そこは山の奥で、人ひとりもいない。だが寂れたようにも見える大きな屋敷だけがある。あれが噂の地か。馬超は馬を括り付け、槍を持って歩き出した。足音を立てずに忍び寄る。この扉は施錠されているのだろうか。馬超がそっと扉を引くと、それはあっさりと開いた。
でかした。正義の槍で、悪を裁くまでだ。そう思いながら足を踏み入れる。
その屋敷は入るとすぐに、大きな部屋が広がっていた。馬超がはっとして前を見ると、そこには背を向けた男が一人。男は振り向かずに言葉を発した。
「何奴だ」
馬超は、この男が子どもを攫い良からぬことに利用しているのだということを直感した。根拠などない。だがこの正義の槍は、この男を貫くがためにあるのだ。
「貴様、何の罪もない子どもを利用し、悪事を働いてるのだろう」
怒りを滲ませる馬超の声。男はゆっくりと体を彼のほうに向ける。その顔はなんの感情もないように見えた。
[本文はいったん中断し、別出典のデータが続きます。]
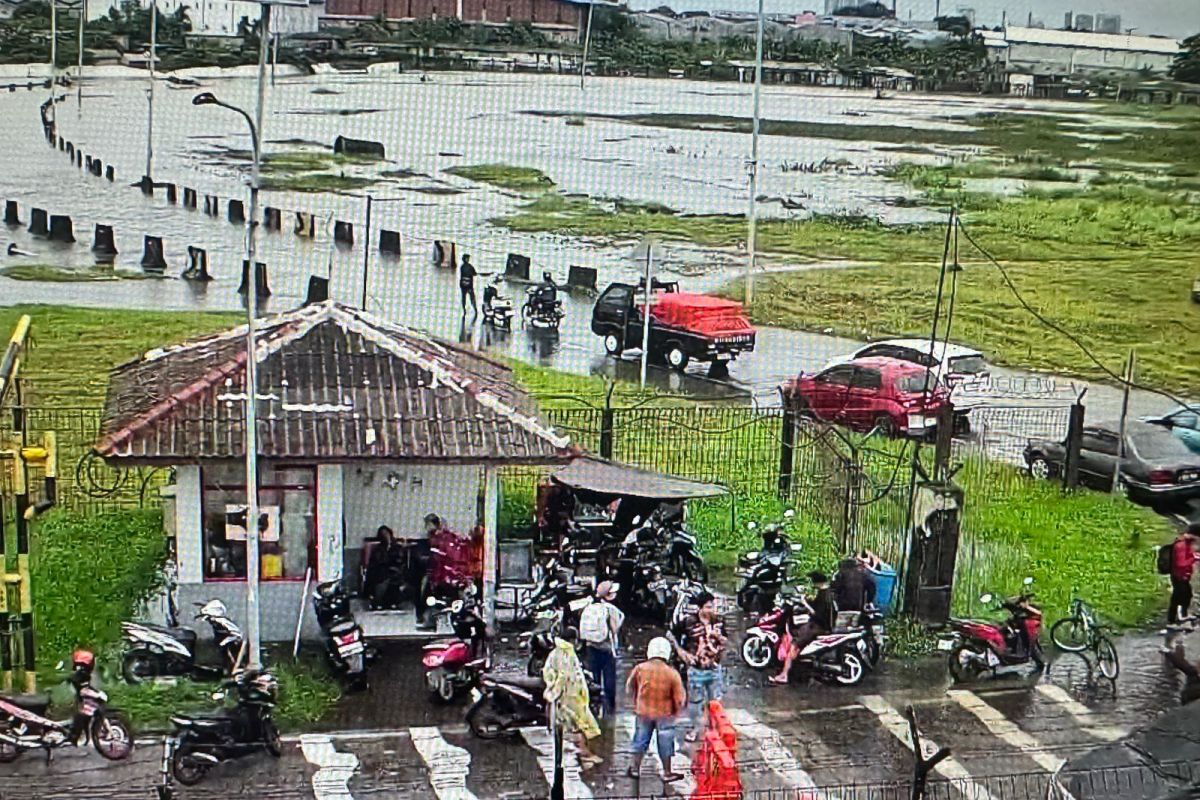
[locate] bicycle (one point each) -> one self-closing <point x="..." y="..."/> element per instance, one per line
<point x="1080" y="631"/>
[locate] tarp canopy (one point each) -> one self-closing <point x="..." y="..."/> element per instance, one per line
<point x="609" y="480"/>
<point x="1153" y="763"/>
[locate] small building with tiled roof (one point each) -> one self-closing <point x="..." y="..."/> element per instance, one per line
<point x="361" y="423"/>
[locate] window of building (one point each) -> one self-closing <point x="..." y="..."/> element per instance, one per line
<point x="287" y="499"/>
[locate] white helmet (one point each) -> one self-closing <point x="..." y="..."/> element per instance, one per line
<point x="214" y="608"/>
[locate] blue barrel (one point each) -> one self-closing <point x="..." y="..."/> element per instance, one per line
<point x="885" y="587"/>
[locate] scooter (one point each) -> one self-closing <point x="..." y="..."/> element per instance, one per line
<point x="346" y="648"/>
<point x="497" y="307"/>
<point x="203" y="741"/>
<point x="455" y="665"/>
<point x="977" y="647"/>
<point x="154" y="650"/>
<point x="24" y="725"/>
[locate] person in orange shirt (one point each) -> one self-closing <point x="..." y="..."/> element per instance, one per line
<point x="657" y="690"/>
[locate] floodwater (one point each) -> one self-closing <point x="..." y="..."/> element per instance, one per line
<point x="451" y="119"/>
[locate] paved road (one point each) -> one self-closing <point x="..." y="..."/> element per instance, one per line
<point x="789" y="738"/>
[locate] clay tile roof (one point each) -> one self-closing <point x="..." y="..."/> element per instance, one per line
<point x="334" y="383"/>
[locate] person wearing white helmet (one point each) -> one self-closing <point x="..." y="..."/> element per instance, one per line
<point x="658" y="696"/>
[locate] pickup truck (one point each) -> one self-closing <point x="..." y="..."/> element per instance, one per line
<point x="684" y="326"/>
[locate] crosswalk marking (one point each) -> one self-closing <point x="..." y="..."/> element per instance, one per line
<point x="685" y="786"/>
<point x="1080" y="713"/>
<point x="949" y="768"/>
<point x="335" y="769"/>
<point x="774" y="752"/>
<point x="541" y="740"/>
<point x="1005" y="729"/>
<point x="449" y="765"/>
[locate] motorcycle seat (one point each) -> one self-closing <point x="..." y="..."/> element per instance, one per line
<point x="33" y="703"/>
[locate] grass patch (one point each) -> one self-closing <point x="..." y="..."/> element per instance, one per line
<point x="519" y="179"/>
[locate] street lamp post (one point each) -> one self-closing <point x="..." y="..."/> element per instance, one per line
<point x="252" y="512"/>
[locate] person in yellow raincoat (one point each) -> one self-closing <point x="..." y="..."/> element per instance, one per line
<point x="568" y="697"/>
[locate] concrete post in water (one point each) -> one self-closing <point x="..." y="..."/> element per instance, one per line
<point x="37" y="221"/>
<point x="61" y="228"/>
<point x="262" y="288"/>
<point x="389" y="241"/>
<point x="197" y="264"/>
<point x="151" y="256"/>
<point x="102" y="244"/>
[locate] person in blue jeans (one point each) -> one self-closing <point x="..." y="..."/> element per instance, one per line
<point x="701" y="644"/>
<point x="600" y="630"/>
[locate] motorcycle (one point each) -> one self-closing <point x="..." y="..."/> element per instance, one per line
<point x="346" y="648"/>
<point x="203" y="741"/>
<point x="154" y="650"/>
<point x="497" y="307"/>
<point x="504" y="705"/>
<point x="977" y="645"/>
<point x="839" y="657"/>
<point x="24" y="725"/>
<point x="456" y="663"/>
<point x="541" y="312"/>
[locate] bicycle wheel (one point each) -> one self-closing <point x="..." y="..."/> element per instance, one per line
<point x="1107" y="657"/>
<point x="1069" y="635"/>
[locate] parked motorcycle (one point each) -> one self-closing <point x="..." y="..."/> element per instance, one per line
<point x="24" y="725"/>
<point x="346" y="648"/>
<point x="977" y="645"/>
<point x="203" y="741"/>
<point x="456" y="663"/>
<point x="155" y="651"/>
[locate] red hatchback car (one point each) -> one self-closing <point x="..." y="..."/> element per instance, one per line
<point x="876" y="392"/>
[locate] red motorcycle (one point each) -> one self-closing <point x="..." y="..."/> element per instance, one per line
<point x="977" y="647"/>
<point x="455" y="665"/>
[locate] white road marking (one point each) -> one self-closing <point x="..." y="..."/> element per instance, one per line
<point x="685" y="786"/>
<point x="1007" y="731"/>
<point x="331" y="780"/>
<point x="544" y="743"/>
<point x="1081" y="714"/>
<point x="898" y="727"/>
<point x="449" y="764"/>
<point x="774" y="752"/>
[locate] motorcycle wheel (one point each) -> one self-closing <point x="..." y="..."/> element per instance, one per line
<point x="112" y="738"/>
<point x="756" y="651"/>
<point x="964" y="668"/>
<point x="852" y="669"/>
<point x="187" y="770"/>
<point x="485" y="720"/>
<point x="137" y="667"/>
<point x="271" y="738"/>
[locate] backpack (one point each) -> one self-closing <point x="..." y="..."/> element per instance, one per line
<point x="594" y="624"/>
<point x="1164" y="559"/>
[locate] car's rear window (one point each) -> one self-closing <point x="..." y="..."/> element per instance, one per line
<point x="916" y="383"/>
<point x="969" y="365"/>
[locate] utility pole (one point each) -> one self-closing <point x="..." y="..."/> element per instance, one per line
<point x="751" y="236"/>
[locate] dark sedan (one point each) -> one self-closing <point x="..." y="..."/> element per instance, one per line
<point x="1157" y="468"/>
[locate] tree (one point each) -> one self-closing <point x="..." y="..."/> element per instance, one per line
<point x="1187" y="62"/>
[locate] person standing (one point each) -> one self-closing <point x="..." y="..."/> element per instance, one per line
<point x="701" y="649"/>
<point x="567" y="696"/>
<point x="1183" y="558"/>
<point x="467" y="286"/>
<point x="657" y="691"/>
<point x="600" y="630"/>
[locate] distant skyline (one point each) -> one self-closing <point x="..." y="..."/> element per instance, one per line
<point x="1177" y="18"/>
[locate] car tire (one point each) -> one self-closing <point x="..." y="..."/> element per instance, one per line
<point x="1041" y="468"/>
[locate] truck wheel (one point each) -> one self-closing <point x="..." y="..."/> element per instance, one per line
<point x="676" y="358"/>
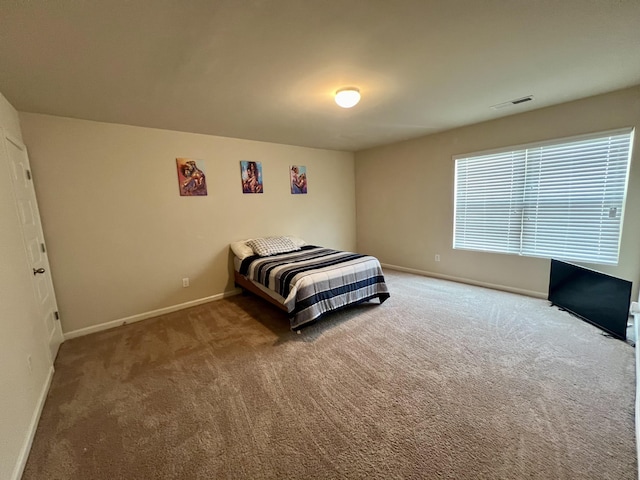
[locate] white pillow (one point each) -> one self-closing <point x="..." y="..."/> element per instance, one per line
<point x="241" y="250"/>
<point x="272" y="246"/>
<point x="297" y="241"/>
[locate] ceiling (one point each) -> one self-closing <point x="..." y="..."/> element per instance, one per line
<point x="267" y="69"/>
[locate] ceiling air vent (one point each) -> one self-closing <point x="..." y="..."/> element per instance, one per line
<point x="511" y="103"/>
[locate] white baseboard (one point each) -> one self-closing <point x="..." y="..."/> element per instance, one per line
<point x="529" y="293"/>
<point x="33" y="425"/>
<point x="636" y="320"/>
<point x="143" y="316"/>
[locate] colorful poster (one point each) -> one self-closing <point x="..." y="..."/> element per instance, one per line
<point x="251" y="173"/>
<point x="298" y="174"/>
<point x="191" y="178"/>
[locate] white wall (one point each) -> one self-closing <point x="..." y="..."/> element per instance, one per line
<point x="405" y="194"/>
<point x="21" y="334"/>
<point x="121" y="238"/>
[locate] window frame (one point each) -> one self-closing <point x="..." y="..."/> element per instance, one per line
<point x="514" y="150"/>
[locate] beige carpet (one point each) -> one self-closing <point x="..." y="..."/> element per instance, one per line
<point x="442" y="381"/>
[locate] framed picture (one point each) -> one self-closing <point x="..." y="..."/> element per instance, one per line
<point x="251" y="173"/>
<point x="191" y="178"/>
<point x="298" y="176"/>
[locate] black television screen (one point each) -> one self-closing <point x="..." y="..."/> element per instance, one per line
<point x="596" y="297"/>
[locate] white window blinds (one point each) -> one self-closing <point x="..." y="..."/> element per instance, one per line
<point x="560" y="199"/>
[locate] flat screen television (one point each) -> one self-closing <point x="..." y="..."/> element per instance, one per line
<point x="596" y="297"/>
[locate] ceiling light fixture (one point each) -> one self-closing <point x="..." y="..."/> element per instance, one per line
<point x="348" y="97"/>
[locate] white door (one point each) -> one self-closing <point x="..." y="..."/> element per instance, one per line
<point x="34" y="241"/>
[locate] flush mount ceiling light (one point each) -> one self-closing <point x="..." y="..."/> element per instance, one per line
<point x="348" y="97"/>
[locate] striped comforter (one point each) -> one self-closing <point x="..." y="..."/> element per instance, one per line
<point x="316" y="280"/>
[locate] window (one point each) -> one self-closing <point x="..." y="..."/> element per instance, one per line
<point x="560" y="199"/>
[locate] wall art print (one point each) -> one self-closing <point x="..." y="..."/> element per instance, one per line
<point x="191" y="178"/>
<point x="251" y="173"/>
<point x="298" y="175"/>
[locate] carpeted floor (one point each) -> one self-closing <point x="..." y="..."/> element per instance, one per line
<point x="442" y="381"/>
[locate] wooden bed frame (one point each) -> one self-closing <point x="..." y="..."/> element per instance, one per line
<point x="244" y="283"/>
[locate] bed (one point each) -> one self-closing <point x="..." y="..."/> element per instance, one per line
<point x="306" y="281"/>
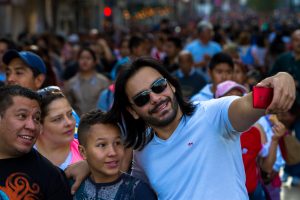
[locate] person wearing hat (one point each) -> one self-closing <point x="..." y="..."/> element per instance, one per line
<point x="24" y="68"/>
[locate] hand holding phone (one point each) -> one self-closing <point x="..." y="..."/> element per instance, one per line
<point x="262" y="97"/>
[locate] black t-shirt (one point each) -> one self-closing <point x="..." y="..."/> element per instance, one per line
<point x="32" y="176"/>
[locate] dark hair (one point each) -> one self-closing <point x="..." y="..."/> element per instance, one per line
<point x="176" y="41"/>
<point x="92" y="52"/>
<point x="135" y="41"/>
<point x="9" y="91"/>
<point x="220" y="58"/>
<point x="9" y="43"/>
<point x="89" y="119"/>
<point x="135" y="128"/>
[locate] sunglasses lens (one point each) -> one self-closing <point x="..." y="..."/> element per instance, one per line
<point x="142" y="99"/>
<point x="159" y="86"/>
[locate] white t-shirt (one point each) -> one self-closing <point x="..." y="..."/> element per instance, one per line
<point x="202" y="159"/>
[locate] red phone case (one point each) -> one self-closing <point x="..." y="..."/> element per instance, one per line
<point x="262" y="97"/>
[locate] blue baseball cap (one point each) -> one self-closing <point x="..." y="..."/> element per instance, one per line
<point x="31" y="59"/>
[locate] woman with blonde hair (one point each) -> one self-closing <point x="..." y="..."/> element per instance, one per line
<point x="56" y="141"/>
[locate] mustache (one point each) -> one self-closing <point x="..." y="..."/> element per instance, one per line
<point x="154" y="110"/>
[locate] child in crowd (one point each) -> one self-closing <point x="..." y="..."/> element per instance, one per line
<point x="101" y="145"/>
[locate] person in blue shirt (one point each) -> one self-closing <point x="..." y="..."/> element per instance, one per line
<point x="186" y="150"/>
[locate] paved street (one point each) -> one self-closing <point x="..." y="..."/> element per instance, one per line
<point x="290" y="193"/>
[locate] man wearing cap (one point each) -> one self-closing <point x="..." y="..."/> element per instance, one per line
<point x="24" y="68"/>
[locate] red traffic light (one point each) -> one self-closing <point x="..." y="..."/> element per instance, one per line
<point x="107" y="11"/>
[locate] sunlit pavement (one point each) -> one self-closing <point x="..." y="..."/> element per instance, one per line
<point x="288" y="192"/>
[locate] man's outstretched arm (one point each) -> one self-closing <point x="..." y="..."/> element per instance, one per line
<point x="241" y="112"/>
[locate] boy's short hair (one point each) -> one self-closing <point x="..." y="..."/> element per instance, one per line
<point x="88" y="120"/>
<point x="219" y="58"/>
<point x="9" y="91"/>
<point x="32" y="60"/>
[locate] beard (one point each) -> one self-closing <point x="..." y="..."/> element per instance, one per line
<point x="171" y="114"/>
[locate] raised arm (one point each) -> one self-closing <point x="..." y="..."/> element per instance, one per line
<point x="241" y="112"/>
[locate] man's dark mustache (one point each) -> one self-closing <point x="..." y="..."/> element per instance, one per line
<point x="154" y="110"/>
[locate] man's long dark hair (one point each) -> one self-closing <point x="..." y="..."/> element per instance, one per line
<point x="136" y="128"/>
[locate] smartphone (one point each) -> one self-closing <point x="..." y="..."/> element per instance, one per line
<point x="262" y="97"/>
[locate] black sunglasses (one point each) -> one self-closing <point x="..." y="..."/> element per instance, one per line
<point x="143" y="97"/>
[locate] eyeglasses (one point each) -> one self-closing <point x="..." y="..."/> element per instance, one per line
<point x="48" y="90"/>
<point x="157" y="87"/>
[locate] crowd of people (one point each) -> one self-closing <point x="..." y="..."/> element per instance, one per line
<point x="160" y="115"/>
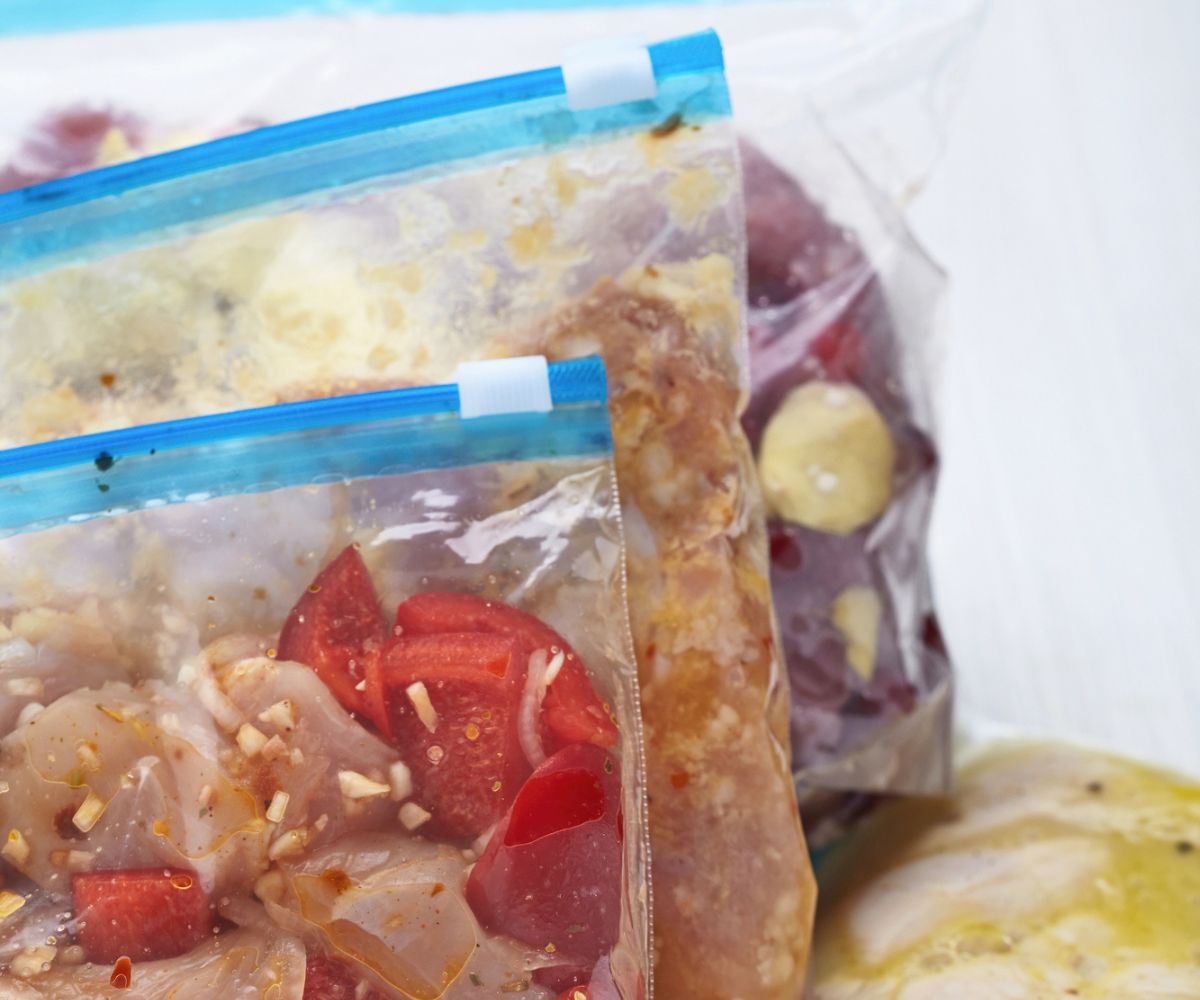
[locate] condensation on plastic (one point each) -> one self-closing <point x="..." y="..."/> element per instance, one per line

「その通りといえば、満足か。……私を殺すつもりか?」
男は何の武器も持っていない。体格も、女子供相手ならば勝るだろうが、男相手ならば適わないように見える。術者の類だろうか。油断はできないだろう。
「そうだ。そのために俺はここにいる」
男の言葉を、噂の真実を認めたものだとした馬超は、いよいよ槍を構える。戦に昂じているときのように、かっと頭に血が上った。
「なら、殺すがいい」
そう男が言った瞬間、馬超は容赦なく槍を男に突き刺した。血が吹き出て、床を汚した。馬超が槍を引き抜くと、栓を失ったように血が更に飛び散った。
自分の正義。これが正義であるのだと信じてやまない馬超は、それのためならば躊躇なく人を殺める。そこに罪悪感はなかった。苦しんでいる子どもを助けるためなのだから。
地に倒れた男を放って、馬超は屋敷の奥に向かって歩く。所々、床は黒い染みのようなものがこびり付いている。もしや、あの男は子どもを簡単に殺していたのではないか。馬超はぞっとした。
そう思いながら入った部屋には、子どもというほど幼くもないが、かといってまだ立派な大人というにはあどけないような、そんな外見をした女が隅に立っている。
その女のほかに、人は誰もいない。馬超はこちらをじっと見つめるだけの女に怯みそうになったが、彼女の元に歩んだ。
「……誰」
女は細い声で呟いた。衣服で隠れているが、僅かに覗いた首元には、真新しいアザがついている。
子どもに良からぬことをしているという噂は、確かに真実だったというのか。馬超は憤ったが、子ども相手にいってどうにかなるものではない。冷静に振る舞うように、彼は務めた。
「俺は馬孟起という者だ。お前は、囚われていたのだろう。あの男は俺が排除した。お前はどこから来たのだ? 可能ならば、俺が送り届けてやっても」
「……私、家族はいません。だから、行くところは、ありません」
男は排除した。馬超の言葉には若干の驚きと歓喜を示しているようにはっと目を見開いたが、彼女はすぐに陰鬱とした声色でそう告げる。
聞かなければならないことは残っているが、今の彼女に全てを聞くのは酷だと馬超は思った。
「なら、俺に着いてこい。お前が自由になるまで、俺はお前を見守っていよう」
馬超は彼女に対して手を差し伸べたが、その手にあの男の血が付いていたことに気づき手を引っ込めようとする。だが彼女は臆することなくその手を掴んだ。手加減を知らぬ彼女の握る力に、馬超は思わず苦笑いしそうになった。
「お前のほかに、この屋敷に住む人間はいないのか」
彼女の手を引いて、元の道を辿る。馬超が言うと、彼女はぽつりぽつりと話し始めた。
「前までは、いました」
「前まで?」
「あの男に殺されました。私よりも小さい子ばかり」
「……惨いことをするものだ」
馬超は、自分がその場で見たわけでもないのに、苦痛の表情を浮かべる。肉親を殺された彼と通じる部分があったのかもしれなかった。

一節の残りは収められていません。